By Jeffrey McCracken and Tiffany Kary, Bloomberg News
NEW YORK (April 4, 2014) — The task force President Barack Obama set up to manage General Motors' bailout and bankruptcy in 2009 wasn't aware of the faulty ignition switches linked to 13 deaths in small cars, people familiar with the matter told Bloomberg.
Had it come up, the task force would have considered setting aside more money for the GM estate left behind after the auto maker filed for bankruptcy in June 2009, said the people, who asked not to be named because their meetings were confidential. At the time, GM's board and the task force based their projections for product-liability claims on a report that the GM estate would face about $414 million for pre-bankruptcy crashes, according to court papers.
While members of the task force met frequently in early 2009 with GM executives to discuss product-liability claims and determine how they should be handled in bankruptcy, the ignition switches or safety problems with the Chevrolet Cobalt weren't brought up, said the people.

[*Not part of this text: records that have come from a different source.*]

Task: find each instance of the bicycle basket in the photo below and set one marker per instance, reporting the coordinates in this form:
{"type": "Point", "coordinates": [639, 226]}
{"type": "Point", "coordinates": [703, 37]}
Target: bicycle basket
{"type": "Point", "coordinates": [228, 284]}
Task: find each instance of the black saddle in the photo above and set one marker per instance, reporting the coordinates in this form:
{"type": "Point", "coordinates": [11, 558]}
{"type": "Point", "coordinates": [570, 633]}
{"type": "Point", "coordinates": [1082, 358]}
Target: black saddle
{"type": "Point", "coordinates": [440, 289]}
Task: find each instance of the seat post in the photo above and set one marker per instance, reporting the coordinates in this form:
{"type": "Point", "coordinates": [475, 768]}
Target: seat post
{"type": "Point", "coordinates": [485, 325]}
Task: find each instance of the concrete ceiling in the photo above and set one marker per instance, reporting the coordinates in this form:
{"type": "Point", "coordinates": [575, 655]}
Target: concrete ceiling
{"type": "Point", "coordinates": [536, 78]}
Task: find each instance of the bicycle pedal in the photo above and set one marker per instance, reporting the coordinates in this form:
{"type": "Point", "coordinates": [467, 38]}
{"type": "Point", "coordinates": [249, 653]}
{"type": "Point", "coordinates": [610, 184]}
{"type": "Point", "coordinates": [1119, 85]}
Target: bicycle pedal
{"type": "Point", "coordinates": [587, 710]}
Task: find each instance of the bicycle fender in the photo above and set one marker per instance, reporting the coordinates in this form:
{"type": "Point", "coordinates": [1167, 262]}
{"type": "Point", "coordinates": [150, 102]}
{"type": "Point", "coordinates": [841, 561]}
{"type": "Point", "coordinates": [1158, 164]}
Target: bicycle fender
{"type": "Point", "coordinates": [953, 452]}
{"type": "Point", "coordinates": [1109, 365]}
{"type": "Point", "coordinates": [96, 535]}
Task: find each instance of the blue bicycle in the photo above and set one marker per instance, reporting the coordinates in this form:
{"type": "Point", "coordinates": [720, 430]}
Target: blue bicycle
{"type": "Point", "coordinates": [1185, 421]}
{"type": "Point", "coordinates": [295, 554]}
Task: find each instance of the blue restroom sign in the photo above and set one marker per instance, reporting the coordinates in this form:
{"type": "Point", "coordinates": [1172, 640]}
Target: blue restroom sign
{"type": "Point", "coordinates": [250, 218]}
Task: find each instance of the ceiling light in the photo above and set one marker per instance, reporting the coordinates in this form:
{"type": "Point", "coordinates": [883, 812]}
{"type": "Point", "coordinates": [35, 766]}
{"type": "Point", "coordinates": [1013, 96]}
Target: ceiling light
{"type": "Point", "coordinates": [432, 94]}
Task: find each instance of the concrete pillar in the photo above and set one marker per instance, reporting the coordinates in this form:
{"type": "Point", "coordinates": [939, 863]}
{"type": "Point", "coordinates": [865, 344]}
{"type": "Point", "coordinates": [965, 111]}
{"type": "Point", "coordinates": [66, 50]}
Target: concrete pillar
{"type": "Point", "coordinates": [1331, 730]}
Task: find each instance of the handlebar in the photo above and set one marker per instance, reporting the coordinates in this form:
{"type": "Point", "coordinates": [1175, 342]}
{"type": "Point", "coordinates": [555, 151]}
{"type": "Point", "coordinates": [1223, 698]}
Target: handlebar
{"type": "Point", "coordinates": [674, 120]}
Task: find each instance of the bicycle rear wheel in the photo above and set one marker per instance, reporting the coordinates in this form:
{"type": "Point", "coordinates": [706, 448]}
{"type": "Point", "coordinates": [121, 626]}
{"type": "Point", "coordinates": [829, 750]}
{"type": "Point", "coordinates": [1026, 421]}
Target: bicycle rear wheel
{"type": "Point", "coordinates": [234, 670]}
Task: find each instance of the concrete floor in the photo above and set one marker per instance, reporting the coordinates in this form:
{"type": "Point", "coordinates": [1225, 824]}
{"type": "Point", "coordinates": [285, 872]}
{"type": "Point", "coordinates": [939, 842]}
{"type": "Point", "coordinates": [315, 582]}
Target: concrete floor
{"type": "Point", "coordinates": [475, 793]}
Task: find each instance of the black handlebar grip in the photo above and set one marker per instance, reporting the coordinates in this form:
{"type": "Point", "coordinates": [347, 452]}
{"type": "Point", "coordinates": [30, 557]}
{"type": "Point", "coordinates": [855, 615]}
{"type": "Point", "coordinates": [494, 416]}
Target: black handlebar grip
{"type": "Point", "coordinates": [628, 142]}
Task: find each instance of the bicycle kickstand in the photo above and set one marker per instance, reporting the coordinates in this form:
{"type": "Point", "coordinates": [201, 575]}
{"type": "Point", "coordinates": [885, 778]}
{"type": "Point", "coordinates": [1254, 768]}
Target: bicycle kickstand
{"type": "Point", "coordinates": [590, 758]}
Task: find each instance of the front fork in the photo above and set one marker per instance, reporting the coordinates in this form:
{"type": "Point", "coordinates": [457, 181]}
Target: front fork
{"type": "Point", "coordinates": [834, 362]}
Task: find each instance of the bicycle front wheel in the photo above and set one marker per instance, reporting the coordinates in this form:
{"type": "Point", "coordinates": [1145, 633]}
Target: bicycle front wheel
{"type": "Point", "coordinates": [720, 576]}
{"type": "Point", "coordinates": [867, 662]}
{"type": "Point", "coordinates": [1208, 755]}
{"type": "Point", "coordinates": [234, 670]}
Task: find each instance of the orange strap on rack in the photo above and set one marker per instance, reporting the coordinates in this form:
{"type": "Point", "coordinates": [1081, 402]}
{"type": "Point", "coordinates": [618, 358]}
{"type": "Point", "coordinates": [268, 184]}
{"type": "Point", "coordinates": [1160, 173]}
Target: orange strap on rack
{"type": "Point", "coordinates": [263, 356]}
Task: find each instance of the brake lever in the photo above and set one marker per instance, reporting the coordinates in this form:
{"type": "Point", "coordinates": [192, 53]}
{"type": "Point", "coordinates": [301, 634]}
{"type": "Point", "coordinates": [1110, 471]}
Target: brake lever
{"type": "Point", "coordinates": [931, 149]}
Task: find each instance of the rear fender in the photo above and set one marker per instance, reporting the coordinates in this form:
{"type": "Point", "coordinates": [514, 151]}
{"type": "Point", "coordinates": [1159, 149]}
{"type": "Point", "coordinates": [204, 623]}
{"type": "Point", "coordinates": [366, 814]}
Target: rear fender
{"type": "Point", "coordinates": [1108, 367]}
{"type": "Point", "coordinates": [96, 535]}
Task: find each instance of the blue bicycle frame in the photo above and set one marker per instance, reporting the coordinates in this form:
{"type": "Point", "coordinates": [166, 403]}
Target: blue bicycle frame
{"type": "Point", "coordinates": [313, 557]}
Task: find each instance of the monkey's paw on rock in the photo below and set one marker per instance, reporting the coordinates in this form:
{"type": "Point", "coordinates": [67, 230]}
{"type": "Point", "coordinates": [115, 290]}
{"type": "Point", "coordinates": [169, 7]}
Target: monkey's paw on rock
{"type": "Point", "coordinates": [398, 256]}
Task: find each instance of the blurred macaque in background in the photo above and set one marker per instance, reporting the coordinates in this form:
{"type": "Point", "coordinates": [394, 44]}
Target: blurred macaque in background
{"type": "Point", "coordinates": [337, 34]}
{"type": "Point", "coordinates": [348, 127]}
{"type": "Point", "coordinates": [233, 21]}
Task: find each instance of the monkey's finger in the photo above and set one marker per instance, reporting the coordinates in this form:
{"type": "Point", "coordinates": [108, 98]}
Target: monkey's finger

GM CEO Mary Barra is confronting the company's biggest crisis since the bankruptcy as lawmakers seek to find out who knew what and when, and what actions GM should have taken to probe and repair a flaw that has prompted the recall of 2.59 million small cars. The recall includes the 2005-2007 Cobalt, 2007 Pontiac G5 and 2003-2007 Saturn Ion.
At the time of the bankruptcy — as GM sought to transfer assets to a new company while leaving liabilities behind — the task force had “significant leverage” and made the final decisions, according to a 2013 report by a special inspector general for the Troubled Asset Relief Program (TARP).
Steven Rattner, who headed the task force for the Obama administration, declined to comment on the matter when reached by phone April 2. A GM spokesman didn't have an immediate comment.